I was gutted. To have seen them and not be able to go with them was the cruellest thing I had ever, ever known. The children felt it, too. All three of them were crying when we said good-bye again, all too soon. They brought out some toys and several bags of treats so I would be less sad, and Emily gave me one of her sweaters to put on my bed, to remember her by. None of those things could comfort me; I didn't
mind
the treats, but what use were toys when I had nobody to play with? I was distraught when they left, and they knew it.

I slunk back into my room, wrapped myself in Emily's sweater and stayed in bed for several days. I did not want to see the other cats, who were calling for me outside. I did not even want my food when the man came at dinner-time. It stayed in the bowl until morning, by which time my tummy was rumbling so badly I simply had to eat it. But the hurt inside me did not go away, even after I had eaten.

Mum and the children came twice more to see me. Each time we sat and talked, they stroked me and left me more treats and more toys. Each time saying good-bye became a little harder. I think they knew that, which is why they didn't come very often.

By and by, I began to notice that some of the other cats' families also came to see them and then left again without taking them away. Many cats would cry for hours afterwards; it was heartbreaking to hear. Yet other cats were collected and left happily with their families. This gave us hope. Maybe one day our turn would come when we would leave our cells, never, ever to come back.

Well, you guessed it: my day came eventually! Mum and the children arrived, and I could tell immediately by their happy voices that I would be going home with them this time. I was right, as usual. We didn't sit down together for long. Mum packed up my toys and Emily's sweater, then she picked me up and I only just had time to call my good-byes to my neighbours before we walked out, past all the cells containing my fellow-sufferers, past the ever-cheerful red brigade who waved to us over their morning tea and biscuits, and out by the front door! I took a deep breath of fresh air – it wasn't actually very fresh, as I found myself practically in the middle of the city, but I just felt I should – then we climbed into our new car. It was a great big white car with chunky tires. We sat very high up, where we could look down on all the other cars, on the dogs and people, as Mum drove us right through the centre of the big city that was to be our new home. Caroline told me it was called Melbourne.

We arrived at our new house in time for lunch. Dad was there to greet us.
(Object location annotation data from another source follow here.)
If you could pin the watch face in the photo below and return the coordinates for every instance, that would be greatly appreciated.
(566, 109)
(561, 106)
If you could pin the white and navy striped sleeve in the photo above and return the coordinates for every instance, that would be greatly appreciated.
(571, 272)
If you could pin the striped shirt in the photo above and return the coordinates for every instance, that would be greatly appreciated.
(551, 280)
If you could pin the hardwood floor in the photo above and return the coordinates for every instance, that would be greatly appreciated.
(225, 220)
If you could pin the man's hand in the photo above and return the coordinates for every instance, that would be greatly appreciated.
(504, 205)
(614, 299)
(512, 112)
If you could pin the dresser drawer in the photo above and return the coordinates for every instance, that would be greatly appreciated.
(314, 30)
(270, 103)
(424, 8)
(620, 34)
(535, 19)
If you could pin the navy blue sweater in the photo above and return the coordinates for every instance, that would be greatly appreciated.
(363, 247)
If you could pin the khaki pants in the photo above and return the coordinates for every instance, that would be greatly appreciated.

The children couldn't wait to show me everything. It was a tiny house: just two bedrooms and bathrooms upstairs, one for Mum and Dad, the other one for all three children, and a large room downstairs with the kitchen in one corner and the laundry room, where my bowls and a litter tray had been prepared. I didn't like the look of the litter tray; I had hoped finally to be able to do my business outside again. But nothing could spoil my happiness for the time being: I was home!